# Speech Commands Classification using Audio Spectrogram Transformer (AST)

This script loads the Speech Commands dataset, preprocesses audio data into Mel spectrograms, 
and fine-tunes a Vision Transformer (ViT) model, adapting it to work as an AST for audio classification.
The model is trained using a supervised learning approach, with early stopping to prevent overfitting.


Dependencies:
- PyTorch
- TorchAudio
- timm (for pretrained ViT models)
- Librosa (for audio processing)
- NumPy
- Matplotlib

"""



In [None]:
import os
import torch
import torchaudio
from torch.utils.data import DataLoader
from torchaudio.datasets import SPEECHCOMMANDS
import torchaudio.transforms as transforms

# Ensure the dataset directory exists
os.makedirs("./SpeechCommands", exist_ok=True)

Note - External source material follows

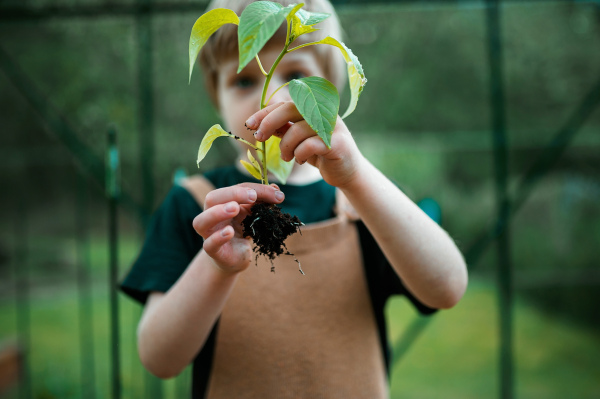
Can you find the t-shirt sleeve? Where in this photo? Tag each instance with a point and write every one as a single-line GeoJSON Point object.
{"type": "Point", "coordinates": [382, 279]}
{"type": "Point", "coordinates": [170, 245]}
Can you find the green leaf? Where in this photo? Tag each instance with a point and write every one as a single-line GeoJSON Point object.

class SubsetSC(SPEECHCOMMANDS):
    """
    Custom subset of the Speech Commands dataset, allowing filtering by training, validation, or testing sets.
    """
    def __init__(self, root: str = "./SpeechCommands", subset: str = None):
        super().__init__(root=root, download=True)
        
        def load_list(filename):
            filepath = os.path.join(self._path, filename)
            with open(filepath) as f:
                return [os.path.join(self._path, line.strip()) for line in f]
        
        if subset == "validation":
            self._walker = load_list("validation_list.txt")
        elif subset == "testing":
            self._walker = load_list("testing_list.txt")
        elif subset == "training":
            excludes = set(load_list("validation_list.txt") + load_list("testing_list.txt"))
            self._walker = [w for w in self._walker if w not in excludes]


In [None]:
# Collate function to handle varying waveform lengths
def collate_fn(batch):
    """
    Pads waveforms in a batch to the maximum length found within the batch.
    """
    waveforms, sample_rates, labels, speaker_ids, utterance_numbers = zip(*batch)
    max_length = max(waveform.shape[1] for waveform in waveforms)
    padded_waveforms = [torch.nn.functional.pad(w, (0, max_length - w.shape[1])) for w in waveforms]
    return torch.stack(padded_waveforms), torch.tensor(sample_rates), labels, speaker_ids, utterance_numbers



In [None]:
# Create dataset objects
train_set = SubsetSC(root="./SpeechCommands", subset="training")
val_set   = SubsetSC(root="./SpeechCommands", subset="validation")
test_set  = SubsetSC(root="./SpeechCommands", subset="testing")



In [None]:
# Create DataLoaders
batch_size = 64
train_loader = DataLoader(train_set, batch_size=batch_size, shuffle=True, collate_fn=collate_fn)
val_loader   = DataLoader(val_set, batch_size=batch_size, shuffle=False, collate_fn=collate_fn)
test_loader  = DataLoader(test_set, batch_size=batch_size, shuffle=False, collate_fn=collate_fn)



In [None]:
# Test data loading
for batch in train_loader:
    waveforms, sample_rates, labels, speaker_ids, utterance_numbers = batch
    print("Waveforms shape:", waveforms.shape)  # Should be [batch_size, 1, max_length]
    print("Sample rate:", sample_rates[0])
    print("Labels:", labels)
    break


## Model Setup: Vision Transformer (ViT) Adapted for Audio Spectrogram Transformer (AST)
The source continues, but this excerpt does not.